The Mental Health Equitable Treatment Act of 1999 would require full insurance parity for the most severe, biologically based mental illnesses by prohibiting unequal restrictions on annual and lifetime mental health benefits, inpatient hospital days and outpatient visits, and out-of-pocket expenses.
Under the Domenici-Wellstone measure, full insurance parity would be provided for schizophrenia, bipolar disorder, major depression, obsessive-compulsive and panic disorders, posttraumatic stress disorder, autism, and other severe and disabling mental disorders, such as anorexia nervosa and attention-deficit/hyperactivity disorder. Insurers would be required to fully reimburse services for these disorders at the same level set for the treatment of other physical conditions.
The proposal would also prohibit limits on the number of inpatient days and outpatient visits for mental health treatment in general.
"Senators Domenici and Wellstone refuse to leave behind those who have been stranded by the double standard held against so many with these debilitating brain disorders," said Flynn. "We applaud their courage and commitment to finishing the important work they began more than two years ago."
The new legislation builds on the two lawmakers' groundbreaking, but limited, Mental Health Parity Act of 1996, which required only that annual and lifetime benefits for mental illnesses be equal to those offered for other physical disorders. Currently, health plans can still discriminate by limiting hospital days and outpatient visits, severely affecting the ability of individuals with the most serious and chronic mental illnesses to receive needed medical care.
Although business interests strenuously objected to the earlier law, actual experience is showing that health insurance parity is affordable and cost effective. The latest federal report on the costs of health insurance for mental illnesses, issued in July 1998 by the National Advisory Mental Health Council, concludes that full parity increases total healthcare costs less than one percent a year under managed care. The study also finds that plans implementing parity in conjunction with managed care could actually reduce costs substantially - by as much as 30 percent to 50 percent.
The new measure, which would apply only to group health plans that already provide mental health benefits, would exempt small businesses with 25 or fewer employees and eliminate the September 31, 2001 sunset provision in the Mental Health Parity Act of 1996.
Recent data from the World Bank and the World Health Organization show that four severe mental illnesses covered by the Domenici-Wellstone legislation - schizophrenia, bipolar disorder, major depression, and obsessive-compulsive disorder - account for four of the top ten most disabling illnesses in the United States and in the world.

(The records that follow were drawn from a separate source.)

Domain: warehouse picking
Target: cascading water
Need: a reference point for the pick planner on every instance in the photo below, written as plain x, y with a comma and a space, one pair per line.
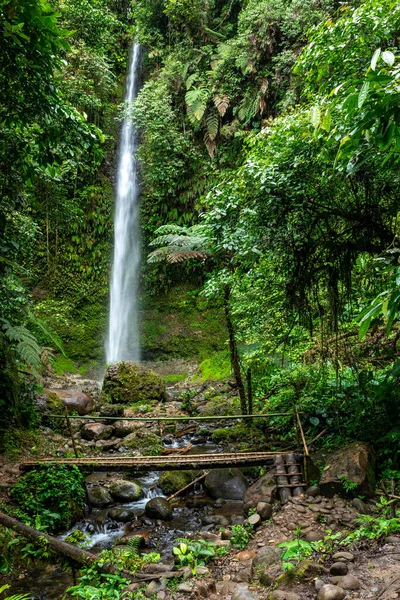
123, 328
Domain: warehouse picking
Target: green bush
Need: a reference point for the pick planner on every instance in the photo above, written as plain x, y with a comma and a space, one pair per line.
52, 497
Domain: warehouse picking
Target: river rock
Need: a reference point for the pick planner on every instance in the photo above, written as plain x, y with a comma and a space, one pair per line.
339, 568
71, 399
354, 463
263, 490
112, 410
99, 496
331, 592
242, 592
158, 508
122, 515
130, 383
264, 509
347, 582
266, 556
226, 483
125, 491
284, 595
96, 431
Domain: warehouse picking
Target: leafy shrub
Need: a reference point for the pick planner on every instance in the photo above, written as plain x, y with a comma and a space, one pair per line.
52, 497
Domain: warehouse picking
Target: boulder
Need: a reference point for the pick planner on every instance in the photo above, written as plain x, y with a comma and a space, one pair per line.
143, 441
122, 515
125, 491
263, 490
99, 496
331, 592
129, 383
73, 400
112, 410
173, 481
96, 431
123, 428
355, 464
226, 483
158, 508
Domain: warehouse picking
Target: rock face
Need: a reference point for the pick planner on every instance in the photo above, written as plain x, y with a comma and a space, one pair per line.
125, 491
129, 383
158, 508
71, 399
263, 490
99, 496
96, 431
230, 484
353, 463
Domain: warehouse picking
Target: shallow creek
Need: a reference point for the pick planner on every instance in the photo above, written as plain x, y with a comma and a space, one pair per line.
192, 513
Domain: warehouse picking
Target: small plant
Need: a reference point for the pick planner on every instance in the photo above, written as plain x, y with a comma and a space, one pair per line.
294, 552
193, 553
241, 535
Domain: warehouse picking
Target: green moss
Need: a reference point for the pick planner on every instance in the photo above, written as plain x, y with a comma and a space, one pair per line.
215, 368
145, 442
175, 377
173, 481
62, 365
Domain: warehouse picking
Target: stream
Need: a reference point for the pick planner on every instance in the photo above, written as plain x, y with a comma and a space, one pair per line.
193, 512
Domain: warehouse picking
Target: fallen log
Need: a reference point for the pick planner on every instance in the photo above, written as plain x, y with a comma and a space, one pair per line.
77, 555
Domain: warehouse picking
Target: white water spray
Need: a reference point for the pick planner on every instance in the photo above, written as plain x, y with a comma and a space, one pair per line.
123, 328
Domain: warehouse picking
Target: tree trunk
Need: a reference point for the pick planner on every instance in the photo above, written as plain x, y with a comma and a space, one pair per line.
233, 351
78, 555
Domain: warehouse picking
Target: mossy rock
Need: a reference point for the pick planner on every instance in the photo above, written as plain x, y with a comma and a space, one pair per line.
129, 383
145, 442
173, 481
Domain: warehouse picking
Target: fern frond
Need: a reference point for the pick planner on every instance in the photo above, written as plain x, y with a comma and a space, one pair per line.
26, 346
221, 103
212, 122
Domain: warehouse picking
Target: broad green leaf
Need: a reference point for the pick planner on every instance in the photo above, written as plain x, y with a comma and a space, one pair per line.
374, 59
388, 57
363, 93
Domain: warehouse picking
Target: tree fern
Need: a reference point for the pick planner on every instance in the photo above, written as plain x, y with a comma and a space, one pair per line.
26, 346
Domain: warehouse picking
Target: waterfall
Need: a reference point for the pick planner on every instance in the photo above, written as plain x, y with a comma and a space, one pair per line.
123, 328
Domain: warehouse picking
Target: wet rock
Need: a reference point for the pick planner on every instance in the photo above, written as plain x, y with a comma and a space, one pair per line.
226, 483
331, 592
122, 515
129, 383
314, 536
283, 595
242, 592
344, 556
96, 431
264, 509
313, 491
353, 463
254, 520
71, 399
347, 582
154, 587
360, 506
125, 491
263, 490
99, 496
112, 410
158, 508
173, 481
266, 556
265, 579
339, 568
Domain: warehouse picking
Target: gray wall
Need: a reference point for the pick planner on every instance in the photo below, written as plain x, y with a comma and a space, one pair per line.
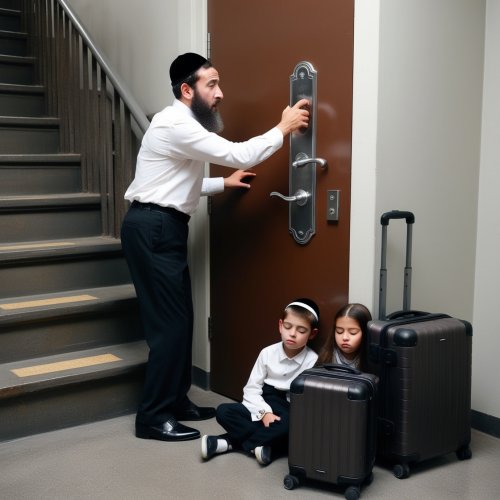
425, 122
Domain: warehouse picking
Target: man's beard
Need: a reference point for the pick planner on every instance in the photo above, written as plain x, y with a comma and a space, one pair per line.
209, 118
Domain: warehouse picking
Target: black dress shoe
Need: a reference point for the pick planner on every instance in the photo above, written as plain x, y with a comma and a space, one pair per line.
193, 412
171, 430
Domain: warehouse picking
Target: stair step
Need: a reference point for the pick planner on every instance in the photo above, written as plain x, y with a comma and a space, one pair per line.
49, 217
61, 265
13, 43
17, 70
22, 100
64, 390
40, 174
10, 19
39, 325
35, 135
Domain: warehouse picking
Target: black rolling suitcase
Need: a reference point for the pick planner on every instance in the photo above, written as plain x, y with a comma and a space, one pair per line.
423, 361
332, 428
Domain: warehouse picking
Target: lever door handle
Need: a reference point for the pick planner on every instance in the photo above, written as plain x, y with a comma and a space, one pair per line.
300, 196
304, 160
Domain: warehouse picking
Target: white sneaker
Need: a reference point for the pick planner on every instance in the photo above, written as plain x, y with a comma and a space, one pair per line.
263, 455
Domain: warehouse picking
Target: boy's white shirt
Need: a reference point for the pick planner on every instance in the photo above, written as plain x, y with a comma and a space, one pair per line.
273, 367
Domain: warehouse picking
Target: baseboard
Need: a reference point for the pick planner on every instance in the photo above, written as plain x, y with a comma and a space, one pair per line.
201, 378
485, 423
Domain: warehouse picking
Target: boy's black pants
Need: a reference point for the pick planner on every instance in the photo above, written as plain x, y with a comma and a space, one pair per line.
245, 434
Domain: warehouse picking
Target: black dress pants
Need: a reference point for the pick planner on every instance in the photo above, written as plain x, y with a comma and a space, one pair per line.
154, 241
245, 434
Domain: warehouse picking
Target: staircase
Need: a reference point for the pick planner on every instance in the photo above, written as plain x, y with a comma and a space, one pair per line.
70, 338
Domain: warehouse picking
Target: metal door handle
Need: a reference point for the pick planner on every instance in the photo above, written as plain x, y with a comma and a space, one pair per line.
300, 196
303, 159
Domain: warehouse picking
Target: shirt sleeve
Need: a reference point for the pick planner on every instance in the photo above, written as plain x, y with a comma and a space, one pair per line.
212, 185
186, 139
252, 392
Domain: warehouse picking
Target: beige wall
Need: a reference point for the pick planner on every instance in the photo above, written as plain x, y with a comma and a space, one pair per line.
421, 141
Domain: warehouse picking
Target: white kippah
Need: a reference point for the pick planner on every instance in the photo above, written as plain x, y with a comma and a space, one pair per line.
305, 306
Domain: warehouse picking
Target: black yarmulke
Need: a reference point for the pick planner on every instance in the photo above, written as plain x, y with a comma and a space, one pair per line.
184, 65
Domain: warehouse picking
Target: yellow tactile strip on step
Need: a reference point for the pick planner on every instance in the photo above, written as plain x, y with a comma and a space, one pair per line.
30, 246
70, 364
46, 302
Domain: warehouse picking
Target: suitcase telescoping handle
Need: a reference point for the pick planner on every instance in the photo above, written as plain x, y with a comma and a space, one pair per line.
333, 367
384, 220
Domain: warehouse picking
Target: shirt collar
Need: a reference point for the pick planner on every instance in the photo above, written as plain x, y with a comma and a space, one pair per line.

"By standing up for those most hurt by insurance discrimination - individuals with disabling mental illnesses - ," said Flynn, "Senators Domenici and Wellstone are saying that it's not acceptable to sentence people with these disorders to half lives of inadequate medical treatment, social isolation, unemployment, criminalization, homelessness, and for far too many, premature death."
"This legislation also follows science, which shows that severe mental illnesses are real, identifiable, and treatable. By supporting this critical measure, Congress will greatly reduce the tremendous burden and cost that is incurred to the individual, the family and to society when treatment is denied."